Lisa Madigan is the next governor of Illinois, and always will be.
She is leading in polls against Gov. Pat Quinn and former Commerce Secretary Bill Daley.
After three straight walkover races as attorney general, the Sun-Times reports that Madigan has nearly $5 million in her campaign fund, much more than either of her rivals.
Illinois Attorney General Lisa Madigan’s campaign reported Monday taking in nearly $530,000 in new contributions, according to campaign records. Add another $100k since April 1 and the fund-raising surge puts Lisa Madigan in striking distance of $5 million in total cash-on-hand when the reporting period ends. The total outpaces two other Democratic gubernatorial potential candidates: Gov. Pat Quinn and William Daley, however Quinn held his own in larger donations over the last few weeks.
Insiders have said the attorney general was working to close out the second period in commanding fashion, hoping to reach $5 million. The filing deadline for the second period is July 15th.
The newest campaign disclosures include a $52,600 boost from DRIVE Teamsters Political Action Committee, another $10,600 from SEIU and tens of thousands more from teachers unions and other employee unions.

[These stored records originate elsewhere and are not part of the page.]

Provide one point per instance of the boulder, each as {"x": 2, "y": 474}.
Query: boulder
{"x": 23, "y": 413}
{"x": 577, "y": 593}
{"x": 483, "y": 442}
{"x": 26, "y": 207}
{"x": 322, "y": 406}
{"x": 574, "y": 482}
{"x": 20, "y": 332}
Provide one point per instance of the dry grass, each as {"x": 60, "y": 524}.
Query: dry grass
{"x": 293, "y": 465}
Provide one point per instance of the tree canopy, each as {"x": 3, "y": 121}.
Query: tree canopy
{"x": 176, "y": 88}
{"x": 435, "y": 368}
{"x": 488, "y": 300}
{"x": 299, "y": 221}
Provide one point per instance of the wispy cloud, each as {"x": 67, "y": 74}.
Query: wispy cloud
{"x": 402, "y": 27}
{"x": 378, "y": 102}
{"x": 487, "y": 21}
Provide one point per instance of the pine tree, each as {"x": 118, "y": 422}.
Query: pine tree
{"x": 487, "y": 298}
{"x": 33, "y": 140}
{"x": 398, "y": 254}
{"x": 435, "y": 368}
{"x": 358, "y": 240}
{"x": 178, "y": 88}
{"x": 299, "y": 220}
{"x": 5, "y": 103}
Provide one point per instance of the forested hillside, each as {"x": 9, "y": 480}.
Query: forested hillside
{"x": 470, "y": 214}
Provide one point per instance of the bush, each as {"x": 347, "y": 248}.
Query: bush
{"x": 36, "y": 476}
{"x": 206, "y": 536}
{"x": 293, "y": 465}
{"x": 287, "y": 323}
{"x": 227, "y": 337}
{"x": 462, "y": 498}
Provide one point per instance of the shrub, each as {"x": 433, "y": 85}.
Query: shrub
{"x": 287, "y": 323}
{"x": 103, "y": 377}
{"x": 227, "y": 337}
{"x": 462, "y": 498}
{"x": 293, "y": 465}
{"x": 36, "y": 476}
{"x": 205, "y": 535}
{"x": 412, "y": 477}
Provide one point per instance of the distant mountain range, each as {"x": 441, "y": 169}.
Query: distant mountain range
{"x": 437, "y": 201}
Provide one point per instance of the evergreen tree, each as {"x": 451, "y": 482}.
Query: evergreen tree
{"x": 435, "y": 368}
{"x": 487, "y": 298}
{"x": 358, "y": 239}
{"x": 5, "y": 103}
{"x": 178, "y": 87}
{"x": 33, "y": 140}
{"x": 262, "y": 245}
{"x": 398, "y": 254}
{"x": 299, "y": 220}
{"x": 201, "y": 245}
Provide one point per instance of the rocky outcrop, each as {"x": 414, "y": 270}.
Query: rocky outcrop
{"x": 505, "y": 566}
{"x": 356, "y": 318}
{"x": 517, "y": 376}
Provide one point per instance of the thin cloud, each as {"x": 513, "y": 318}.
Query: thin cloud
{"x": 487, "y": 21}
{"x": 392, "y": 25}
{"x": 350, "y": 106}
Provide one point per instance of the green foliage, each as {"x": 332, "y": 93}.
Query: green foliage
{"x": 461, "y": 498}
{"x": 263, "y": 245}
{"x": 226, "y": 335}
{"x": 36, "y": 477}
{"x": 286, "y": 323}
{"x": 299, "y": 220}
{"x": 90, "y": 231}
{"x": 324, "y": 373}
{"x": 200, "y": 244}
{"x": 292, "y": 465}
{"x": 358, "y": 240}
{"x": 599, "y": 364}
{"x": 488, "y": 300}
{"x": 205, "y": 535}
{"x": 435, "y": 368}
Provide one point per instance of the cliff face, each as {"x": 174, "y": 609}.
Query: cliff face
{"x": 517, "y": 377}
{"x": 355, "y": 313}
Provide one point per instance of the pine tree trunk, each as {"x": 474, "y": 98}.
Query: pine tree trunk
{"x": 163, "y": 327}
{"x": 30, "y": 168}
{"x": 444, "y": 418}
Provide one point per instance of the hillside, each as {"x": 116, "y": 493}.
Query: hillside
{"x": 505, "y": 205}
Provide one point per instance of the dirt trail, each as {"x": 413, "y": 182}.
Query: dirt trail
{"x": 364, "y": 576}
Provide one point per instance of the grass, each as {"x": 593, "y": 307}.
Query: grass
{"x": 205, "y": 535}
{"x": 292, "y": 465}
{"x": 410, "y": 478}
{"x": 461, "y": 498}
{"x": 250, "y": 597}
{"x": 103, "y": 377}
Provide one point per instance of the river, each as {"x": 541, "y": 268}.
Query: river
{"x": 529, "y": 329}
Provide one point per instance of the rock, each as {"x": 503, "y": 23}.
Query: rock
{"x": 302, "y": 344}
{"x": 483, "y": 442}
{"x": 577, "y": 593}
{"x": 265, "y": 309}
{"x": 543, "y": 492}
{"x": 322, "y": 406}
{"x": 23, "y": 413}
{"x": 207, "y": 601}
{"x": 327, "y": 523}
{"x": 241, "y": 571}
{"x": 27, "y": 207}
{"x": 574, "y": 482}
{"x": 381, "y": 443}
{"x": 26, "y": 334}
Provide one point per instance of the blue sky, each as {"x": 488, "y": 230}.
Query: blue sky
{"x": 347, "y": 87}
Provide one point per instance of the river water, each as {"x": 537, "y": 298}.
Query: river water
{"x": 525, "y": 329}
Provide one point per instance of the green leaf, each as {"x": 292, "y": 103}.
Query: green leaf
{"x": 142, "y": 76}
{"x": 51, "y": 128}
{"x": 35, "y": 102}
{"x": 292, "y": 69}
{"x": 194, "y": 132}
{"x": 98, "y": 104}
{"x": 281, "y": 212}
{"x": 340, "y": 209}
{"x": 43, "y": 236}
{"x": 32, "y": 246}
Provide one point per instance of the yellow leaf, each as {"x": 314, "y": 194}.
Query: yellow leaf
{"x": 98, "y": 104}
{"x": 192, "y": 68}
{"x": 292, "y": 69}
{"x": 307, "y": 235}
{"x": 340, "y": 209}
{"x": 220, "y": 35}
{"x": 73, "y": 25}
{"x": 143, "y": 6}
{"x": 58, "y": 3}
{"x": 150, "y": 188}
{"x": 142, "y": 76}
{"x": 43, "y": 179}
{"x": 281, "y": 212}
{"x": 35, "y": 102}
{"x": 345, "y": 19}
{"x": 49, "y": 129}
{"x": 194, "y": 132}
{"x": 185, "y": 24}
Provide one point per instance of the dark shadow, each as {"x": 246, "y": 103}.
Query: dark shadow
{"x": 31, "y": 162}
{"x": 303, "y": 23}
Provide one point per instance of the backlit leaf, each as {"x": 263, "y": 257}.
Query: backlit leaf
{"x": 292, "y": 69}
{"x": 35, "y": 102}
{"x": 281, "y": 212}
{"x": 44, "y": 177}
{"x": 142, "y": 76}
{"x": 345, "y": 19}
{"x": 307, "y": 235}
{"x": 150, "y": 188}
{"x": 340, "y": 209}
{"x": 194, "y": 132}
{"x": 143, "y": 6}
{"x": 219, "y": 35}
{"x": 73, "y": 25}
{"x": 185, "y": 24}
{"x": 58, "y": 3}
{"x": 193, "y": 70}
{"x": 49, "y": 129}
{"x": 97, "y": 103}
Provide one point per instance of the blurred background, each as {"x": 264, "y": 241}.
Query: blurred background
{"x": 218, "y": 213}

Madigan, however, has not yet announced whether she’s running for governor. And she’s refusing to comment on the state’s conceal carry bill or its pension crisis, saying those issue are “in the hands of the legislature.” Also, her father, House Speaker Michael Madigan, has not indicated that he’ll retire from the legislature, which would be essential to her winning the governorship.
My feeling is that Madigan could win the Democratic nomination for governor next year, but would lose to a Republican..
My feeling is also that Madigan has the same feeling. 2014 is going to be a Republican year. President Barack Obama won’t be on the ballot, and he’ll be in the sixth year of his administration – a time when voters are growing weary of the party in power. Here in Illinois, voters blame 10 years of one-party Democratic control for the state’s pension crisis and its $9 billion in unpaid bills. And since Madigan’s father controls the legislature, it will be difficult for her to present herself as a candidate of change.
Lisa Madigan will have no challengers for a fourth term, which would make her the longest-serving attorney general in Illinois history. Plus, she has two young children, a home in expensive North Center, and is married to a cartoonist, so she needs the $156,000-a-year salary.
Prediction: Four years from now, we’ll still be talking about whether Madigan will run for governor.